5th Student. Tell him about the women: go on to the women!
1st Student. Why, on that matter he could never be supercilious enough. How should we be other (he said) than the poor devils you see, with those debasing habits we cherish? He was not to wallow in that mire, at least: he would wait, and love only at the proper time, and meanwhile put up with the Psiche-fanciulla. Now, I happened to hear of a young Greek—real Greek girl at Malamocco; a true Islander, do you see, with Alciphron’s “hair like sea-moss”—Schramm knows!—white and quiet as an apparition, and fourteen years old at farthest,—a daughter of Natalia, so she swears—that hag Natalia, who helps us to models at three lire an hour. We selected this girl for the heroine of our jest. So first, Jules received a scented letter—somebody had seen his Tydeus at the Academy, and my picture was nothing to it: a profound admirer bade him persevere—would make herself known to him ere long. (Paolina, my little friend of the Fenice, transcribes divinely.) And in due time, the mysterious correspondent gave certain hints of her peculiar charms—the pale cheeks, the black hair—whatever, in short, had struck us in our Malamocco model: we retained her name, too—Phene, which is, by interpretation, sea-eagle. Now, think of Jules finding himself distinguished from the herd of us by such a creature! In his very first answer he proposed marrying his monitress: and fancy us over these letters, two, three times a day, to receive and despatch! I concocted the main of it: relations were in the way—secrecy must be observed—in fine, would he wed her on trust, and only speak to her when they were indissolubly united? St—st—Here they come!
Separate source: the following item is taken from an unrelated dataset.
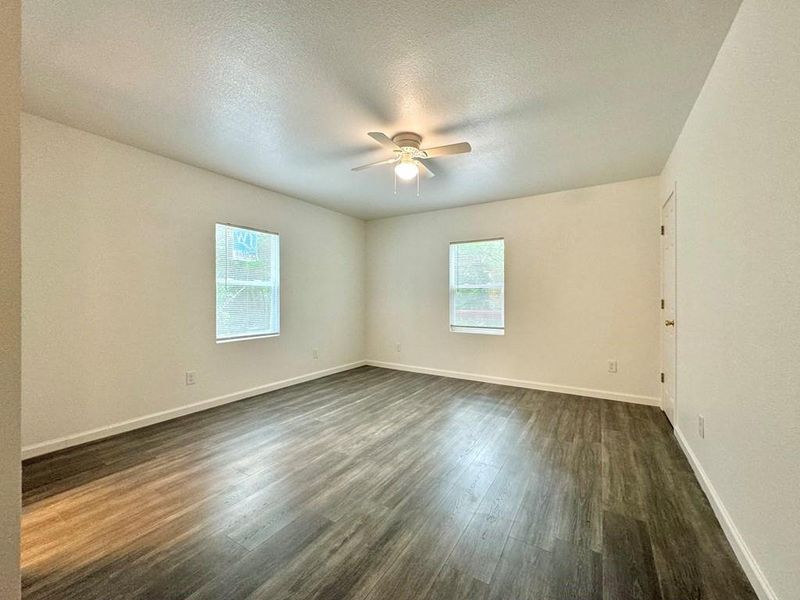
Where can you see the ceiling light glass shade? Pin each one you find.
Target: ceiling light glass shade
(406, 168)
6th Student. Both of them! Heaven’s love, speak softly, speak within yourselves!
5th Student. Look at the bridegroom! Half his hair in storm and half in calm,—patted down over the left temple—like a frothy cup one blows on to cool it: and the same old blouse that he murders the marble in.
2nd Student. Not a rich vest like yours, Hannibal Scratchy!—rich, that your face may the better set it off.
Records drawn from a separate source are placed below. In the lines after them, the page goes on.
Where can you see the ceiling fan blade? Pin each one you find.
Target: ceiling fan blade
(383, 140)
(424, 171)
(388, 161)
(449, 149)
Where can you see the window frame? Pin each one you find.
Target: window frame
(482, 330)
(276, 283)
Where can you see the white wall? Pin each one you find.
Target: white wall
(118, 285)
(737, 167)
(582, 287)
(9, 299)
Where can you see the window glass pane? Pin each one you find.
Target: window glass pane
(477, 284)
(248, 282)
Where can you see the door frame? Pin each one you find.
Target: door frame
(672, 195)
6th Student. And the bride! Yes, sure enough, our Phene! Should you have known her in her clothes? How magnificently pale!
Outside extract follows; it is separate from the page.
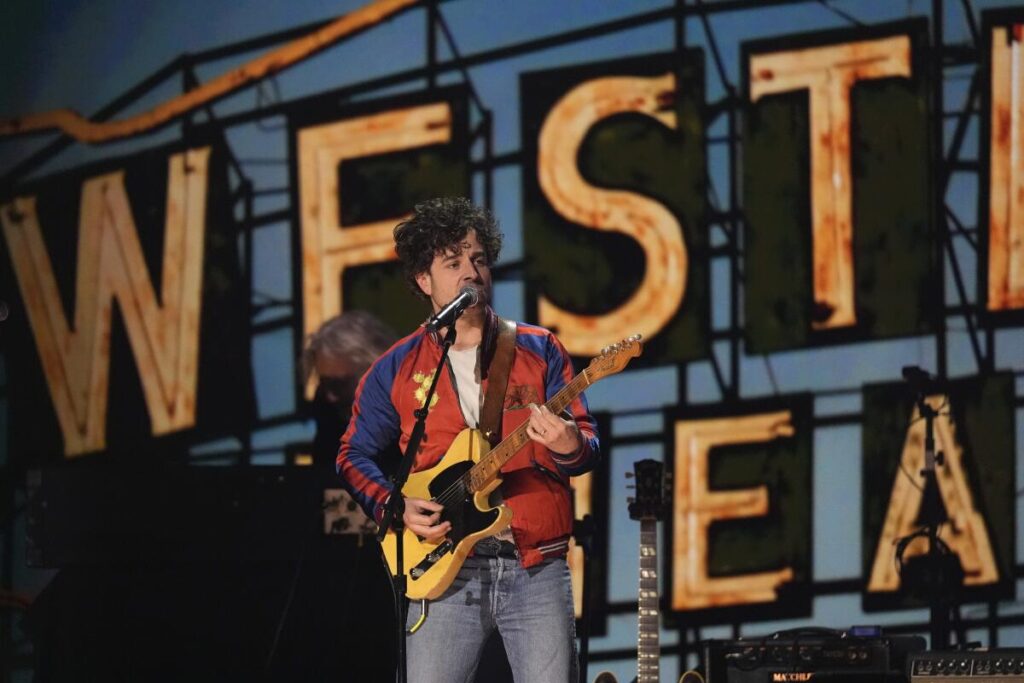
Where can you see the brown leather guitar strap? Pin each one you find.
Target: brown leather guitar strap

Gottlieb. She does not also take it for earnest, I hope?
1st Student. Oh, Natalia’s concern, that is! We settle with Natalia.
6th Student. She does not speak—has evidently let out no word. The only thing is, will she equally remember the rest of her lesson, and repeat correctly all those verses which are to break the secret to Jules?
Gottlieb. How he gazes on her! Pity—pity!
1st Student. They go in: now, silence! You three,—not nearer the window, mind, than that pomegranate: just where the little girl, who a few minutes ago passed us singing, is seated!